Evolutionary trajectories of genes related to salt-stress in selected plant species. A Distribution of the 365 analyzed plant species among each of the 40 subgroups. The phylogenetic profiling matrices were normalized based on the number of species in each subgroup to form the normalized phylogenetic profiling (NPP) matrices. B NPP matrix for all protein-coding S. alterniflora genes after hierarchical clustering and dendrogram leaf order optimization. Each row represents the NPP for a single gene across 365 eukaryotes, ordered by phylogenetic distance from basal angiosperms. The relative degree of conservation between each S. alterniflora protein and its closest ortholog in each species (column) is indicated by color. Zero (white) corresponds to average conservation of an ortholog relative to S. alterniflora; negative values (blue) correspond to lower-than-average conservation; and positive values (red) correspond to higher-than-average conservation. Conservation values are expressed as Z-scores. The coloring along the top of the graph indicates the order/clade to which the corresponding column belongs. C NPP patterns for known salt stress-related genes in Arabidopsis thaliana (upper) and Oryza sativa (middle) and for orthologs of those genes in S. alterniflora (lower)

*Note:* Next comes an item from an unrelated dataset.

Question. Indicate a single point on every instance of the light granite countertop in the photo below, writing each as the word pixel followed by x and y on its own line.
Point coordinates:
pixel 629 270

Known salt stress-related genes were manually curated for A. thaliana and O. sativa, and all orthologs of these genes were identified in S. alterniflora to form a set of putative salt stress-related genes in the halophyte (Table S2). We divided the salt-tolerant genes into three functional types: (1) general salt stress-related genes, such as the Na+/H+ antiporter gene SOS1 and the sodium transporter gene HKT (At_salt and Os_salt); (2) transcription factors in the ABA pathway, such as AtAREB1/2 (ABA_TF); and (3) regulatory elements of ABA receptors, including members of the PYL family (ABA_RP). Notably, the genes related to salt stress clearly clustered together in the NPP matrices. The evolutionary characteristics of functionally similar genes tended to be similar; in fact, salt stress-related genes further clustered together by functional type (Fig. 1C). Such findings demonstrated that the phylogenetic profiles of each gene were consistent with potential functional interactions across multiple branches of the evolutionary tree.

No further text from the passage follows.